Howdy!
I have been trying to figure out how to retrieve (quickly) the number of files on a given HFS+ drive with python.
I have been playing with os.statvfs and such, but can't quite get anything (that seems helpful to me).
Any ideas?
Edit: Let me be a bit more specific. =]
I am writing a timemachine-like wrapper around rsync for various reasons, and would like a very fast estimate (does not have to be perfect) of the number of files on the drive rsync is going to scan. This way I can watch the progress from rsync (if you call it like rsync -ax --progress
, or with the -P
option) as it builds its initial file list, and report a percentage and/or ETA back to the user.
This is completely separate from the actual backup, which is no problem tracking progress. But with the drives I am working on with several million files, it means the user is watching a counter of the number of files go up with no upper bound for a few minutes.

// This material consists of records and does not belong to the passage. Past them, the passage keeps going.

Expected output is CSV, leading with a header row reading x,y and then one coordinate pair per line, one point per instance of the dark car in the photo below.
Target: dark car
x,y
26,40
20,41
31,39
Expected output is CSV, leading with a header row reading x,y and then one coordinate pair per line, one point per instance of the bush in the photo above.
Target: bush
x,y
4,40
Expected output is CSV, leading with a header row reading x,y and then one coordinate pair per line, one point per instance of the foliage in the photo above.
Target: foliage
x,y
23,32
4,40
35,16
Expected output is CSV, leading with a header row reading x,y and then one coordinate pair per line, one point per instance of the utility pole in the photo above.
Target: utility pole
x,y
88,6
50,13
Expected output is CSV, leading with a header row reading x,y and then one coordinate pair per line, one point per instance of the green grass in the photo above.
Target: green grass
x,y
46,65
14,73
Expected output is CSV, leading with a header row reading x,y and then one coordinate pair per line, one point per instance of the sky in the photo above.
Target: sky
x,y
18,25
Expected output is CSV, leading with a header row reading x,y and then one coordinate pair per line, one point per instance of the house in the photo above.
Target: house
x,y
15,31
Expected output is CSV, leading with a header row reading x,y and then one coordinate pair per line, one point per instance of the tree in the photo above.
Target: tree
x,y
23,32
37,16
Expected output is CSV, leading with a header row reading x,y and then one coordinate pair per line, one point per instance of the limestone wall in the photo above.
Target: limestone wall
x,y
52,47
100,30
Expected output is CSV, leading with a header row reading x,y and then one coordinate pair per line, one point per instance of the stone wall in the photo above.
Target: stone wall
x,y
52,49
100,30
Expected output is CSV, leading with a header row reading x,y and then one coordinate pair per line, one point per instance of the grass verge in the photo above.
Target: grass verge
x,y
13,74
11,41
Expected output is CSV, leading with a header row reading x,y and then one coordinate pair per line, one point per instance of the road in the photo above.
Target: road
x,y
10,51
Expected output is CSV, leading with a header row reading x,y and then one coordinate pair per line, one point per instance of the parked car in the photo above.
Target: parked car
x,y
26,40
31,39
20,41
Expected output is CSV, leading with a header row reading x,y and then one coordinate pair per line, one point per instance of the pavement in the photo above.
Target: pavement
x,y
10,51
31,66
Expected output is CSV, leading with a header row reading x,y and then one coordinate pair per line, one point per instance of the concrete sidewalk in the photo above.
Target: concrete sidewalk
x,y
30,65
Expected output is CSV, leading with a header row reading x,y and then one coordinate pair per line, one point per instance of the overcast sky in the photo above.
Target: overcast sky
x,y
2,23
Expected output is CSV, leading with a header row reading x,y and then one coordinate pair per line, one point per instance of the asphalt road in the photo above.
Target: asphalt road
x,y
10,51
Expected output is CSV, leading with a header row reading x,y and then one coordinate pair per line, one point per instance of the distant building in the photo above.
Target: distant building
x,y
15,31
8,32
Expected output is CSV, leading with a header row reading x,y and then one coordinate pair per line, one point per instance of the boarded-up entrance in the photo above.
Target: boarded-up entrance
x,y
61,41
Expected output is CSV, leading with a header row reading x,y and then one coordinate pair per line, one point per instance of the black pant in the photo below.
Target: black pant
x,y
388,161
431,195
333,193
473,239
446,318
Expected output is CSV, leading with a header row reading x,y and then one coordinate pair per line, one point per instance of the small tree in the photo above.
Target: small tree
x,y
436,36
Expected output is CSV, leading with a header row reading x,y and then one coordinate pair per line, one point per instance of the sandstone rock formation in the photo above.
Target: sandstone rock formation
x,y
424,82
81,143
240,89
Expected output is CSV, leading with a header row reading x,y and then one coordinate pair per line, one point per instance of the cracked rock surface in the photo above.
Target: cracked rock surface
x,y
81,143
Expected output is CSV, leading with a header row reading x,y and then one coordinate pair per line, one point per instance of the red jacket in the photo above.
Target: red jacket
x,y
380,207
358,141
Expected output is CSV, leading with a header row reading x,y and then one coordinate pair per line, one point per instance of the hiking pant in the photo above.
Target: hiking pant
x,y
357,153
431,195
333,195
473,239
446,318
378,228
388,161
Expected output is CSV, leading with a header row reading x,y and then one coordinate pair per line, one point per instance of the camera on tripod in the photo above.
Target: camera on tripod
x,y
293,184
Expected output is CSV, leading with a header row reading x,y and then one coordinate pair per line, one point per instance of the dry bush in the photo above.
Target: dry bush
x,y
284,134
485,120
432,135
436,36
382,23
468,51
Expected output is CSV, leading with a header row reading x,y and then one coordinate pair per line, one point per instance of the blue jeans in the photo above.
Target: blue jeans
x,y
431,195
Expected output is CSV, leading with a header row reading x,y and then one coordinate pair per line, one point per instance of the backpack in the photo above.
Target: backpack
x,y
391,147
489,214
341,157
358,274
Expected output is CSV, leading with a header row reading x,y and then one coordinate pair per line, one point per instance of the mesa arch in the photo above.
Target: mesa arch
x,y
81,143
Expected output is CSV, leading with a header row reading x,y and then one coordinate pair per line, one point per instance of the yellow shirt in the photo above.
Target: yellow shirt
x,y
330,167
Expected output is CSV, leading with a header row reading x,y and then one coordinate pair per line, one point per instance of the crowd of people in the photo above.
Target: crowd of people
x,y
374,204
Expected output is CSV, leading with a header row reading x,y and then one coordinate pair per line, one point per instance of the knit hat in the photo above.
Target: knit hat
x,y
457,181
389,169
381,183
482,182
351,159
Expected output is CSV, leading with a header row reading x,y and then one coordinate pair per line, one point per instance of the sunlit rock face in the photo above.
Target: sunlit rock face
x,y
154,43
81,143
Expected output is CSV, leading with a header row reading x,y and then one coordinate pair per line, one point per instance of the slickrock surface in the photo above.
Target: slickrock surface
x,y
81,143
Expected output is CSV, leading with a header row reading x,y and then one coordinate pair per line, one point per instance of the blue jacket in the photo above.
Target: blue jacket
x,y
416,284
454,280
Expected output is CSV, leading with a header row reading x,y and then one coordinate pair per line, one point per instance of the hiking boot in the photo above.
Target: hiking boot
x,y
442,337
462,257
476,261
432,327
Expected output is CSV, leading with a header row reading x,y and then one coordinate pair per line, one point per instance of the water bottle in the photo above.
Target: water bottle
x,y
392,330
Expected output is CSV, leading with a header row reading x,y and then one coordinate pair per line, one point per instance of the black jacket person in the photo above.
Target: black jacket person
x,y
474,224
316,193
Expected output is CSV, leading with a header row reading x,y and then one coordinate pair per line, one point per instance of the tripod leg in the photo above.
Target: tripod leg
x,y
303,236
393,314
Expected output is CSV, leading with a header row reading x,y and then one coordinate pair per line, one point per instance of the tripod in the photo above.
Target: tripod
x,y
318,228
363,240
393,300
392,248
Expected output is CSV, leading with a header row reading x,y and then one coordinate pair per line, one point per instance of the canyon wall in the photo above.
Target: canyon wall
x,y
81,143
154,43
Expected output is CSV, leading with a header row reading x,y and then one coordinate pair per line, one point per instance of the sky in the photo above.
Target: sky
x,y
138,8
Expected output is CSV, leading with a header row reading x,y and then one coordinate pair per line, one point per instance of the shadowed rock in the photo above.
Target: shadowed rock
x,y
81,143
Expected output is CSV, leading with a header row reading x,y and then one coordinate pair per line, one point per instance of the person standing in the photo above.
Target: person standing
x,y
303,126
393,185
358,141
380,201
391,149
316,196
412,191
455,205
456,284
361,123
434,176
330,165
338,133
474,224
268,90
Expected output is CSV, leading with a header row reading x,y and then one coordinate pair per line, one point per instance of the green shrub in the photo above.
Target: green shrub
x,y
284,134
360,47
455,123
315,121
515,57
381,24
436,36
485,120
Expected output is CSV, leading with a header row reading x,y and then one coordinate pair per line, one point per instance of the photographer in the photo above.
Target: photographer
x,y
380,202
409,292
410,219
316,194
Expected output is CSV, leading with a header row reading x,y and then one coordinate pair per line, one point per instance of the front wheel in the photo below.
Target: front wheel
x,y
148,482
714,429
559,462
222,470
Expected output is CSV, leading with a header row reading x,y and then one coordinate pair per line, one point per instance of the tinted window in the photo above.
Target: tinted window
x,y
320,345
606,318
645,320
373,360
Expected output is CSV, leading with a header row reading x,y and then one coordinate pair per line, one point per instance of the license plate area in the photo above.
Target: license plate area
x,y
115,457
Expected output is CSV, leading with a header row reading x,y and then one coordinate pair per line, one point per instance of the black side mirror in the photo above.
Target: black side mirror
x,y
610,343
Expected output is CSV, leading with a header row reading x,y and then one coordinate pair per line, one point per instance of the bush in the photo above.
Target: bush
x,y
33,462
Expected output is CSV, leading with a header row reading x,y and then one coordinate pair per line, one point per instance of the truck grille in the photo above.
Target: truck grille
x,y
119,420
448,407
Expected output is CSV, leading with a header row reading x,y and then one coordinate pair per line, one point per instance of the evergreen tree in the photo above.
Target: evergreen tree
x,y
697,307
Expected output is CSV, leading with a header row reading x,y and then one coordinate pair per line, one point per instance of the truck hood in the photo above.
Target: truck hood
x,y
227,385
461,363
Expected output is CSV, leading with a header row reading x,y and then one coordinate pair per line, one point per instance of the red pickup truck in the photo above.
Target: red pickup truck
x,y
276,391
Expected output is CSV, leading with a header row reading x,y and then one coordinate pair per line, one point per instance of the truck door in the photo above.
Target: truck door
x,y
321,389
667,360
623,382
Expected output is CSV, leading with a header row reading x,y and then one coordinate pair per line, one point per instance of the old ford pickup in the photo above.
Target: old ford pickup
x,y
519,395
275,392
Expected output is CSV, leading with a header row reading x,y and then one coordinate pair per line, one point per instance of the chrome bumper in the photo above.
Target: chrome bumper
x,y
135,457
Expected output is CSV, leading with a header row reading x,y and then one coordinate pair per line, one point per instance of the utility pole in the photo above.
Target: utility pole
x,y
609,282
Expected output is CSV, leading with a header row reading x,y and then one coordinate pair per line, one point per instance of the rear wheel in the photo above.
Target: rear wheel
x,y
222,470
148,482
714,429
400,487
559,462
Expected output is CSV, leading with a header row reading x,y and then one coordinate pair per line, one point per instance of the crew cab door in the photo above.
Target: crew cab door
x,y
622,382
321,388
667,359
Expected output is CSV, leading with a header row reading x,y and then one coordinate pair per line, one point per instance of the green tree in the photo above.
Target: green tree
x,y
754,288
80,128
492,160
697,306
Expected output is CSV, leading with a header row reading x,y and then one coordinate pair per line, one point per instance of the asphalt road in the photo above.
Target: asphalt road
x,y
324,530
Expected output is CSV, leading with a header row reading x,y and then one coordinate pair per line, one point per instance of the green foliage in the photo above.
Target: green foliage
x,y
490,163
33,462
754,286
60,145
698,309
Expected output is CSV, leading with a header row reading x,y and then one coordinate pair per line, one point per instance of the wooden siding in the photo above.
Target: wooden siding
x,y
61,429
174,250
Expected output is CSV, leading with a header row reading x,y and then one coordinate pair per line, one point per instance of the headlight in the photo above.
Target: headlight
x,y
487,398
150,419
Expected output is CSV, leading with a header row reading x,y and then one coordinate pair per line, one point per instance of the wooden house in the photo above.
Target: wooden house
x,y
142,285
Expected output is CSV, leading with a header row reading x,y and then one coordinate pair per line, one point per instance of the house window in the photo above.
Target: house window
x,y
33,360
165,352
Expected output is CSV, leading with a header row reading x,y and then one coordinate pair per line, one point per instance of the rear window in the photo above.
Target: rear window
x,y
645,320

I have tried playing with os.statvfs with exactly the method described in one of the answers so far, but the results do not make sense to me.
>>> import os
>>> os.statvfs('/').f_files - os.statvfs('/').f_ffree
64171205L
The more portable way gives me around 1.1 million on this machine, which is the same as every other indicator I have seen on this machine, including rsync running its preparations:
>>> sum(len(filenames) for path, dirnames, filenames in os.walk("/"))
1084224
Note that the first method is instantaneous, while the second one made me come back 15 minutes later to update because it took just that long to run.
Does anyone know of a similar way to get this number, or what is wrong with how I am treating/interpreting the os.statvfs numbers?